Page 1 of 1

Useragent Database

Posted: Fri Feb 10, 2006 1:28 am
by Benjamin
Does anyone have a useragent database which includes the operating system, search engine and browser? I need this information for a web site traffic stats application. If you know where I could find this information it would be great.

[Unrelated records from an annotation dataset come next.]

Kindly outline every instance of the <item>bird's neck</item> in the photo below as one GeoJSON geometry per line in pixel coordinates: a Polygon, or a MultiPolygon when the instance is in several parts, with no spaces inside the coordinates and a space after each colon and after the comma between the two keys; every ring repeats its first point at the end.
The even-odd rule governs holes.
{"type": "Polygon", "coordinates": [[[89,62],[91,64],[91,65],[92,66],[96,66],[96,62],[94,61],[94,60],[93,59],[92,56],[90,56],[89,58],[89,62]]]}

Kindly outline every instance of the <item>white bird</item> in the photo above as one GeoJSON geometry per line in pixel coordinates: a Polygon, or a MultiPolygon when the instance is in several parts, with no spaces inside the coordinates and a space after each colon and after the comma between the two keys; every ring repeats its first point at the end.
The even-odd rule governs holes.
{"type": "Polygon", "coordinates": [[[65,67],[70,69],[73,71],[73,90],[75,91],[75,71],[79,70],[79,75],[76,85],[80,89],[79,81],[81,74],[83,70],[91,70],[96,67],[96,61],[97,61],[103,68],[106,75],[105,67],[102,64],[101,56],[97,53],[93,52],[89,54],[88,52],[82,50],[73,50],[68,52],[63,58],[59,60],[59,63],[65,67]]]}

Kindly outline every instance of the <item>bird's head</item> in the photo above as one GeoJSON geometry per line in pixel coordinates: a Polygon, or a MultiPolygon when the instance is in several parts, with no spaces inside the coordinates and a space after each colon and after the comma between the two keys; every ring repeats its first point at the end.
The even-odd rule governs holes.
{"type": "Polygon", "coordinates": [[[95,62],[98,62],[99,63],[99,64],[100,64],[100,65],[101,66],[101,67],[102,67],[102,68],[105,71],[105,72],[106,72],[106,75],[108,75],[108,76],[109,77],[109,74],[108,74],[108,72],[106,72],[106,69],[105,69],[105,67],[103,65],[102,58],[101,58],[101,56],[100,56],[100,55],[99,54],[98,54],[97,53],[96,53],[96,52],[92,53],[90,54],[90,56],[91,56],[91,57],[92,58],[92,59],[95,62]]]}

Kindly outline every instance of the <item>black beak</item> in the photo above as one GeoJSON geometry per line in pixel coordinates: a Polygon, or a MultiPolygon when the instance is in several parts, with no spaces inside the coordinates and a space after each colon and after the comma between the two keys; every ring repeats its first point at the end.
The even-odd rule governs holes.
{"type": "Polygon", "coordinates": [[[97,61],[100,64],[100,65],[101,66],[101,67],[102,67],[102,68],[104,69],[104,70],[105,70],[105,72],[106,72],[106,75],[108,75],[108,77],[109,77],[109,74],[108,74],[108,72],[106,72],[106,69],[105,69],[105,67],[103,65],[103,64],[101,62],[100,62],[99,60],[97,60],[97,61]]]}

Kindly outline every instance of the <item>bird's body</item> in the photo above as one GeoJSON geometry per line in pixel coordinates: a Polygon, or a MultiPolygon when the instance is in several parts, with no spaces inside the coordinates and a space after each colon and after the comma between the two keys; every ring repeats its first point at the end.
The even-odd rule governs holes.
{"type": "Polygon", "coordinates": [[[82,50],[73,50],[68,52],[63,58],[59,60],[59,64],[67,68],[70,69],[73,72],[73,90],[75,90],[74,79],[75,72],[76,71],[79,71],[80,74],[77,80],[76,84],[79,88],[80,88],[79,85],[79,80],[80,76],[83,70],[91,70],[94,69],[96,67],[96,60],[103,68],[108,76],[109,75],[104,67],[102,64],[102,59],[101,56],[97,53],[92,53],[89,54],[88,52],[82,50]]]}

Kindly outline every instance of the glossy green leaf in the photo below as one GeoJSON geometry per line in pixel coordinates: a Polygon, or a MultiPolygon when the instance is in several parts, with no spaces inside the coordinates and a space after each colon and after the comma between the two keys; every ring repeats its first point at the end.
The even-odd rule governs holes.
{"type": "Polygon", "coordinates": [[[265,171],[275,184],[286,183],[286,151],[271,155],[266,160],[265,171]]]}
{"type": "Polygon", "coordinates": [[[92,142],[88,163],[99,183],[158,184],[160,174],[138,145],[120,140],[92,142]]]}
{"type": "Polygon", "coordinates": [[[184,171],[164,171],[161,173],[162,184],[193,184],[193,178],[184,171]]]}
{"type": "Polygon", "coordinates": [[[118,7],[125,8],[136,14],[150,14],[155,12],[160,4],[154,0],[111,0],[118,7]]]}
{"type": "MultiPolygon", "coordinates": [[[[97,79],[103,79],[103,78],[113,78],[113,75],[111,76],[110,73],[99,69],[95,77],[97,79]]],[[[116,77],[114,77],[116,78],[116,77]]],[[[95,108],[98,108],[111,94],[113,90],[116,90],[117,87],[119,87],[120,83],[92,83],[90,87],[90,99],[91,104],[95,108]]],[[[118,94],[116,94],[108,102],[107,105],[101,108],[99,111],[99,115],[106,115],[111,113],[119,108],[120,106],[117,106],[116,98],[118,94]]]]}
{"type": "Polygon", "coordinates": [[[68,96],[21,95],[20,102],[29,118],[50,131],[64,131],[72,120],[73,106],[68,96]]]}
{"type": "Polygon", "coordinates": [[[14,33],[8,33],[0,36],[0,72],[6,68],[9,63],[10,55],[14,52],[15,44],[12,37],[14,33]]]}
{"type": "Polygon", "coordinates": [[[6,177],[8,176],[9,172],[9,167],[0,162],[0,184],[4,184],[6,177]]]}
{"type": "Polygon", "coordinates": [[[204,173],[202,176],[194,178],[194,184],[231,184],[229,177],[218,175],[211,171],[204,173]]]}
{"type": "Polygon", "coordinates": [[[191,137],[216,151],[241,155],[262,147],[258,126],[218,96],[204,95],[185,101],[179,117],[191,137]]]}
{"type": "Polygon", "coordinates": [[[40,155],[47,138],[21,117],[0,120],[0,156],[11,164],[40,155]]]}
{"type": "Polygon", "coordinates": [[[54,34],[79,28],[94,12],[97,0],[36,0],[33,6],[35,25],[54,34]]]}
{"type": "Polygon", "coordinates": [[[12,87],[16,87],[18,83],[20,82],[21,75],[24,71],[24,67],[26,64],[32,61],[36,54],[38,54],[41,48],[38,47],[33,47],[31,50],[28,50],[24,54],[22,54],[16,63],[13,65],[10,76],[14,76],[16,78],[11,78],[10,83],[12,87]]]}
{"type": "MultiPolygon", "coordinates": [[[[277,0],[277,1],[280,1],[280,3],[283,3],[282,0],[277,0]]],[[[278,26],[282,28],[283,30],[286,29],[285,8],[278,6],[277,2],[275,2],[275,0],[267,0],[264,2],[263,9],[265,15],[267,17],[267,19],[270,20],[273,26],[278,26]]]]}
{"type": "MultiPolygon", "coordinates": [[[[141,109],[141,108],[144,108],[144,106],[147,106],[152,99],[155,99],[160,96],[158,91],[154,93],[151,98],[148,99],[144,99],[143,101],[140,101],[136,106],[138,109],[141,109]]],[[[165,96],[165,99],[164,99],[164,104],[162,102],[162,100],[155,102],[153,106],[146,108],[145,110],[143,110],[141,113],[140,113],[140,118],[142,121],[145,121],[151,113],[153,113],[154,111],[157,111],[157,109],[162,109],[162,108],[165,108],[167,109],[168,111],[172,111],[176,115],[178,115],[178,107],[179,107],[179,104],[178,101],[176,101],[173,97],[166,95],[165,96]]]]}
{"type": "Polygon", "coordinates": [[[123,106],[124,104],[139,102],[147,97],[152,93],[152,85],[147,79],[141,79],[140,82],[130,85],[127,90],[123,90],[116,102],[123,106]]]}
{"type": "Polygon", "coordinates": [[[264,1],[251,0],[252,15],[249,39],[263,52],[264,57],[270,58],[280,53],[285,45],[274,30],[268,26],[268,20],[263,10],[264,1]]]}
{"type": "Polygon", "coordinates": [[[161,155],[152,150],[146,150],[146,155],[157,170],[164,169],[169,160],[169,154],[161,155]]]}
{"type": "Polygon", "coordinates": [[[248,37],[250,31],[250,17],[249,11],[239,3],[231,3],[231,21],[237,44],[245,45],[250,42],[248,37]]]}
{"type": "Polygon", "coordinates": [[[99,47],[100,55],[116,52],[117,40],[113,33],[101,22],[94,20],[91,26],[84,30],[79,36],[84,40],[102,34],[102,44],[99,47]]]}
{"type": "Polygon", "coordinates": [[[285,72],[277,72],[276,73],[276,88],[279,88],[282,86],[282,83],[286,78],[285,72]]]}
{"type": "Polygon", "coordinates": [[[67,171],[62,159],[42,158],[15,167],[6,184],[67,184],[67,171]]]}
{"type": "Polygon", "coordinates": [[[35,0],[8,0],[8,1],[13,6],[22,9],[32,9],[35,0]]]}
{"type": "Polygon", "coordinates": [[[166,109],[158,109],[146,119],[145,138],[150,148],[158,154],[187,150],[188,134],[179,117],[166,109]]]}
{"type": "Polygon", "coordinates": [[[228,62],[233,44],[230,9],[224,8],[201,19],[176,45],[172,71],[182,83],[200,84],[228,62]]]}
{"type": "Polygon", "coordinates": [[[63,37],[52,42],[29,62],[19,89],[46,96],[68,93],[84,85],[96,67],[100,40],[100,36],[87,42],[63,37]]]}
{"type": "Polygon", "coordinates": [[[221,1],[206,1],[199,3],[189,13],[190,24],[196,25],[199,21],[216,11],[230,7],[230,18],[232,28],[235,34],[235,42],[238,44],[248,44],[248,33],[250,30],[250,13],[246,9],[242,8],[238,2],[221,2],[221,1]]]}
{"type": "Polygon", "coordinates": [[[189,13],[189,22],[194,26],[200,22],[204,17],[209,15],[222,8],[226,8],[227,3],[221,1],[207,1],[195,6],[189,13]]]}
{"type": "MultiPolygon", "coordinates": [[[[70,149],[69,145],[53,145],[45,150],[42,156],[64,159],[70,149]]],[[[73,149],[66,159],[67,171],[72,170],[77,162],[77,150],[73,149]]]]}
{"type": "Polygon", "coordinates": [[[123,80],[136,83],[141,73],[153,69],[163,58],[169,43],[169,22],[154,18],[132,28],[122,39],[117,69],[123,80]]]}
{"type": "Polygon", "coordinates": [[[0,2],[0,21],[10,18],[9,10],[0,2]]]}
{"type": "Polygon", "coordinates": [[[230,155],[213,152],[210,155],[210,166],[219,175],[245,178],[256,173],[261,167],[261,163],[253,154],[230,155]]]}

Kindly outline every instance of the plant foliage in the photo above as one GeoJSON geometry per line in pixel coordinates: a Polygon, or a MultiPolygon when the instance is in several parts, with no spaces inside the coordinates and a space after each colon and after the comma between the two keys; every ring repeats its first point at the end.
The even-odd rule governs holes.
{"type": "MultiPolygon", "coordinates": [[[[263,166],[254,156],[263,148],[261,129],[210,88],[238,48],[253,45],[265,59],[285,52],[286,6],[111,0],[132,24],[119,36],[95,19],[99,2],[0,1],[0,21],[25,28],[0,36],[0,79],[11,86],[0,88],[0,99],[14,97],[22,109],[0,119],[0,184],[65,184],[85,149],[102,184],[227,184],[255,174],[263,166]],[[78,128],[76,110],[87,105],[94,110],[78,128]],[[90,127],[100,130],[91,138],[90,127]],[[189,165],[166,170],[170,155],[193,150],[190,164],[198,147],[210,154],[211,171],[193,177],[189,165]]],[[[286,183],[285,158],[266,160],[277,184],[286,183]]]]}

I tried search engines but didn't find anything useful.

Actually if you have a high traffic web site I would appreciate a list of the most common (say 200) user agents so that I can input them manually if I can't find a database of them.

Posted: Fri Feb 10, 2006 1:31 am
by feyd

Posted: Fri Feb 10, 2006 1:51 am
by Benjamin
I can work with that. Thanks!!

Posted: Fri Feb 10, 2006 4:21 am
by Benjamin
I take that back. get_browser() won't work on all servers and the databases that I found (from the php.net manual) in the csv format have the versions parsed out of them so if I insert them into a database they won't match. I need data like this...

"Mozilla/4.0 (compatible; MSIE 6.0; Windows NT 5.1)","Internet Explorer 6.0","Windows XP"
"Googlebot/2.1 (+http://www.google.com/bot.html)","Google Search Engine",""

Or something similar.

Posted: Fri Feb 10, 2006 8:07 am
by feyd
I've built my own versions of get_browser() before. Using a parse_ini_file() and regex against the ini get_browser() uses.

Posted: Fri Feb 10, 2006 9:16 am
by Benjamin
feyd wrote:I've built my own versions of get_browser() before. Using a parse_ini_file() and regex against the ini get_browser() uses.
You're like a php god though feyd, All I need is a list of common user agents with the os and browser.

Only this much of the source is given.